Claiming my Identity
The Storytelling Ape first found me when I wrote about this adventure.
I was honored when the Story Reading Ape asked me to write something about myself for the “New (to me) Authors” Blog.
Then I got nervous. Why? Because, while I have had several non-fiction articles published in various journals, and a poem or two here and there, I’m just now claiming the title of published author as my short story “Voices” joins 14 others in Theme-Thology: Invasion due out on September 28, 2013 and published by HDWP Books.
On sale: September 28th, 2013 $2.99 Kindle/Nook/Kobo
I was nervous because, despite the fact that I have hundreds of blog posts under my belt, two finished fiction novels yearning for homes (I am actively sending one out to agents at the moment) and a dissertation gathering dust on my shelves, I still struggle sometimes to say the magical words “I am a writer.”
Ridiculous, isn’t it? I write every day, in various forms. Sometimes it’s merely numerous responses to my students or preparing material to share with my classes. (I guess I should mention that I teach theatre in various universities throughout New England as an adjunct faculty member, and sometimes work in after school programs with children.) Sometimes, depending on what I’m teaching, I even write short plays for my group to perform, although usually I try to get them to write first.
Sometimes I write Morning Pages or journal entries (although I admit, I have been lax on the Morning Page front). Sometimes I write passionate rants advocating for the importance and value of the arts in society and especially in education. Sometimes I write comments on other people’s blogs or on petitions surrounding issues that I value. I write character sketches and ideas for stories on scraps of paper that I will uncover months later. I try to write blog posts at least three times a week, although sometimes I write more and sometimes I write fewer. You can find them on my website Lisa A. Kramer: Woman Wielding Words.

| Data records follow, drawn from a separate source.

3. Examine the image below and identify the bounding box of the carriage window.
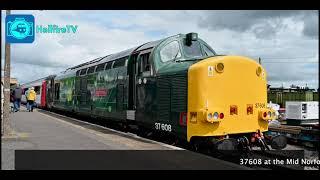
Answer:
[80,68,88,76]
[106,61,113,70]
[54,83,60,100]
[202,45,214,56]
[87,66,96,74]
[96,63,106,72]
[160,41,181,62]
[113,57,127,68]
[76,70,81,76]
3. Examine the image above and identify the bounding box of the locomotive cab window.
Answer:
[160,41,181,62]
[54,83,60,100]
[202,45,215,56]
[183,39,202,57]
[96,63,106,72]
[80,68,88,76]
[106,61,114,70]
[87,66,96,74]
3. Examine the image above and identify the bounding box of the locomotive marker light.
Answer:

With all those words pouring out of me, why do I still struggle with the phrase “I am a writer”? I think it comes down to the perception of others. While I know, deep in my soul, that I am a writer, how can I possibly claim that without proof? For me somehow I’ve equated proof with a sales record.
However, as I write these words I’ve come to an important realization. I AM A WRITER! Sure, I would love for you to buy the upcoming anthology and to get some positive reviews. Sure I would love to sell my current manuscript and find a following of readers. But even if those things never happen, I am still a writer. As long as I have a few readers, I am a writer. As long as one of my daughter’s good friends is reading my manuscript and says “It’s a gripping and exciting story,” I am a writer. (Click here for information about the manuscript, “The Power of Words” ). As long as someone, like the Story Reading Ape, occasionally asks me to write a guest post, or put something down on paper, I AM A WRITER!
One thing I love about this new world of writing, or finally claiming my identity as a writer, are all the wonderful people I’ve met along the way. I’ve formed fabulous friendships (both online and in person) with talented and interesting people all around the world. That in itself is proof, I believe, that writing plays an important role in my life—but also that it serves a greater purpose. Because, after all, written words are simply one of a myriad ways of making connections with other people, and that’s really what it’s all about.
Why do you write or create art of any form? Do you ever find it hard to claim “I’m a _______.”?